Fireworks' last full-length release, 2011's Gospel, found the Detroit quintet at a common crossroads for punk bands. With a grueling tour schedule grinding down upon their lives and straining their personal relationships, the group banded together to write what was one of the most celebrated pop-punk releases of that year. 

After the Gospel album cycle wrapped up, Fireworks made a choice that so few bands have the guts to make: They took a break. It wasn't a hiatus or a breakup, but they just sat slightly dormant for a while, catching up on their lives at home and going off on their own paths for a while. The fear of a band stopping its own momentum – especially bands that start off in the DIY punk world like Fireworks did – often leads these bands to forge on until they're burnt to a crisp. It shortens the life expectancy of a group.
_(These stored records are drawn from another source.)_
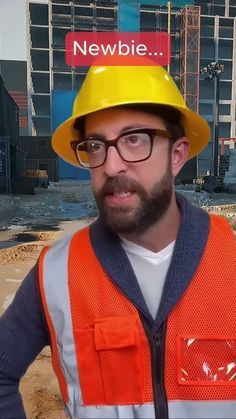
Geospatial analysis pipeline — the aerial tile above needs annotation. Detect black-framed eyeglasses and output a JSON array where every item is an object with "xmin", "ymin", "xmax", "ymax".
[{"xmin": 71, "ymin": 128, "xmax": 172, "ymax": 169}]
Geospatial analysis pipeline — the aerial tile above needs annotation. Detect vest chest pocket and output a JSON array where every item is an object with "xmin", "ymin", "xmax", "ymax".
[
  {"xmin": 76, "ymin": 316, "xmax": 144, "ymax": 405},
  {"xmin": 177, "ymin": 336, "xmax": 236, "ymax": 386}
]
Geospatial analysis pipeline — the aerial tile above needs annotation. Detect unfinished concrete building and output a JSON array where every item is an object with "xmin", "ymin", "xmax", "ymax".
[{"xmin": 28, "ymin": 0, "xmax": 236, "ymax": 175}]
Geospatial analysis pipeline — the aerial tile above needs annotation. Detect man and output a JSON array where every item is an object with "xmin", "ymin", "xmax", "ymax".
[{"xmin": 0, "ymin": 60, "xmax": 236, "ymax": 419}]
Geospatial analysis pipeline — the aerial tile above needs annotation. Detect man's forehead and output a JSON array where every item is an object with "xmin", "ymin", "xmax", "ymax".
[{"xmin": 85, "ymin": 108, "xmax": 164, "ymax": 133}]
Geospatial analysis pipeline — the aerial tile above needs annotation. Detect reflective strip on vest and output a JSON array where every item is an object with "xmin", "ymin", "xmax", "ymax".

Fireworks "basked" in the time off, according to guitarist Chris Mojan, and went into the studio "refreshed and rejuvenated" to create their third LP, Oh, Common Life. Out March 25 via Triple Crown Records, the album finds vocalist Dave Mackinder delivering lyricism with a darker imagery than we heard on Gospel. Fireworks sheds its pop-punk classification for the most part, indulging in more complex musicianship than we've heard from this act in the past and offering up a slate of catchy, poppy rock songs. The first single from Oh, Common Life, "Glowing Crosses," is streaming below.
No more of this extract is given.